By 2050 solar and wind will dominate global energy systems. It is a simple matter of economics and we don’t have to wait until 2050 to see the results.

Over the next ten years the people of Australia are going to build a new renewable energy Snowy Mountain Hydro scheme, only much bigger. A massive transformation of the energy sector that will lead to an abundant, efficient and best of all a clean energy future.

In 2014 over $300b scoured the globe looking for renewable energy investments, and in Tony Abbott’s Australia, Abbott had hung up the sign: NOT OPEN FOR BUSINESS.

So none of it came here.

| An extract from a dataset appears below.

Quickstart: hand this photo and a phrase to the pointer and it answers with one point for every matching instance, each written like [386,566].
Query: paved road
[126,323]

In the long term Australia does have a huge comparative advantage. Here in Western Australia you get 4 times more sunlight per square meter than they do in Germany, think about that.

We have the best solar brains in the world in Australia, in fact it’s not a stretch to say that for most of the technology we invented solar.

We have a public hungry for control, sick and tired of not having a say, of being the bunny that just pays the power bill whatever it happens to be and getting that bill shock every quarter.

Australia is witnessing the biggest transformational business opportunity that Australia has ever seen. So this is really fantastic news.

It’s about jobs and economic development, infrastructure projects, so pause once in awhile and smile.

See Prime Minister Tony Abbott for what he is, standing with his red speedos on the beach commanding the tide not to come in.